Dans l’inconscient collectif des gabonais, les Pères Fondateurs de la République sont des icônes irréprochables. Aucun élu n’a jamais réclamé un audit des institutions de leur époque, de même personne n’a jamais osé contester leur vision des symboles de la République. Nous devons regarder les choses avec lucidité pour donner à notre pays la meilleure des trajectoires.

LES IMPLICATIONS DU SCEAU DE LA RÉPUBLIQUE SUR LA GESTION DE L’ÉTAT GABONAIS

Depuis 1960 notre « Mère Patrie » ressemble à son logo : pauvre, triste et nue. En Lybie la compagnie TOTAL versait 88% de ses recettes au gouvernement de Khadafi, chez nous la même entreprise donnait 15% au gouvernement d’Omar. Aujourd’hui la Mère Patrie a une dette de 7 mille milliards de francs CFA, sans que les populations sachent à quoi aurait servi tout cet argent.

Ces institutions n’arrivent plus à régler leurs factures SEEG, ses administrations n’ont rien, ses policiers sont à pied, ses ministres esquivent les plateaux télé. Ses dispensaires n’ont pas de médicaments, ses centres médicaux ont un plateau technique défaillant et son assurance maladie universelle est à l’agonie.
La Mère Patrie n’a jamais embrassé la colonne vertébrale du peuple gabonais, elle ne caresse que la tête du pays, c’est-à-dire les élites qui constituent moins de 5% de la population et qui s’accaparent +90% des richesses.
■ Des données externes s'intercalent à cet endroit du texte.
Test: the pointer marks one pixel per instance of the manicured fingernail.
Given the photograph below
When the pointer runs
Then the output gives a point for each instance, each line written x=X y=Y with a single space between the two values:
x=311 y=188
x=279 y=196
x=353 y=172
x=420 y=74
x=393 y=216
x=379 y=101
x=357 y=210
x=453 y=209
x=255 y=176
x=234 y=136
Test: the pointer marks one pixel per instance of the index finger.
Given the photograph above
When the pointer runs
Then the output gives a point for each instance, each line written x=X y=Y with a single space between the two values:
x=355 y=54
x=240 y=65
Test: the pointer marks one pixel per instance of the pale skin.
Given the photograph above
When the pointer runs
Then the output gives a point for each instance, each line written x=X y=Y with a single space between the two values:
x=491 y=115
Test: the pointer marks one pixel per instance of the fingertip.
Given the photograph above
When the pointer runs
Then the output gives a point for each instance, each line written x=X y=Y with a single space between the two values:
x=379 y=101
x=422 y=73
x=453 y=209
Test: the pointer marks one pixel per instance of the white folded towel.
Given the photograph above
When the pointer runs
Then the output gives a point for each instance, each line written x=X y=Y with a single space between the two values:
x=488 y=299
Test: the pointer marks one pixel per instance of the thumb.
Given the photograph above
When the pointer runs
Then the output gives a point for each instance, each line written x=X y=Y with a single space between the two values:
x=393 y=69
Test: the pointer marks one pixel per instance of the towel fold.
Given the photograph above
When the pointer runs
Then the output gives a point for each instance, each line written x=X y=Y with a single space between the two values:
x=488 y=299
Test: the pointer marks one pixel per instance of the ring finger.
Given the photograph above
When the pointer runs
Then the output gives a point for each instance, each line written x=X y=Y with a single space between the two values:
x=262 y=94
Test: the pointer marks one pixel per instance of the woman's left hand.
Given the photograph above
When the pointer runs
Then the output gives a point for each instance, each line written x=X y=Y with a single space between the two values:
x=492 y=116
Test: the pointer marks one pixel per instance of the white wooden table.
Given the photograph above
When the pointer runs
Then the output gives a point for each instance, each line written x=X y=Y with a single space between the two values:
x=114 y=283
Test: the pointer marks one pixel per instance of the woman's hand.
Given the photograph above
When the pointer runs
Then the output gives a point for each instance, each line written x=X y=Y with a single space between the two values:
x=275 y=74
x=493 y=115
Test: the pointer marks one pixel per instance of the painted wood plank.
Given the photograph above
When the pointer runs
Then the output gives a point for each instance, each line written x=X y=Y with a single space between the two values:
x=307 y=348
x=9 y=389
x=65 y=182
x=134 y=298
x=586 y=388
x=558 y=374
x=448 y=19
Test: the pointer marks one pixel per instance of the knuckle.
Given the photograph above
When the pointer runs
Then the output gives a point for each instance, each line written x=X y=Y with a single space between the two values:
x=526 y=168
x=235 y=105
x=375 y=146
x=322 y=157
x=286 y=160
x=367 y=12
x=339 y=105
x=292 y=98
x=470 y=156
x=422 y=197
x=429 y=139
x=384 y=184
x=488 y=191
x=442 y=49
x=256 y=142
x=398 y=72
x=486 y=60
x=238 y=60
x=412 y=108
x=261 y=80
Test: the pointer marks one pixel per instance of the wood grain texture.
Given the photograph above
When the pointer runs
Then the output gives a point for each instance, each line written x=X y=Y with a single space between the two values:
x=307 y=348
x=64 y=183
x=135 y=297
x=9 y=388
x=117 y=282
Les jeunes diplômés arrivent comme des eaux de ruissellement dans un bassin versant bouché et pollué : la fonction publique est gelée, le secteur privé n’a plus de CDI, des bac+5 sont « recrutés au noir et payés en monnaie de singe  » avec la souplesse apocryphe des inspecteurs du travail. Les sociétés chinoises n’ont aucune comptabilité, il parait que chacune est protégée par un « ministre ».

La Mère Patrie n’a jamais ouvert les yeux sur la nudité des populations. Elle n’a jamais revêtu le pays de bitume, de médicaments ou de logements sociaux. Elle n’a jamais porté correctement son bébé, elle a suffisamment montré ses limites. Il est peut-être temps qu’elle confie le peuple gabonais à un autre logo, par exemple un monarque riche et puissant.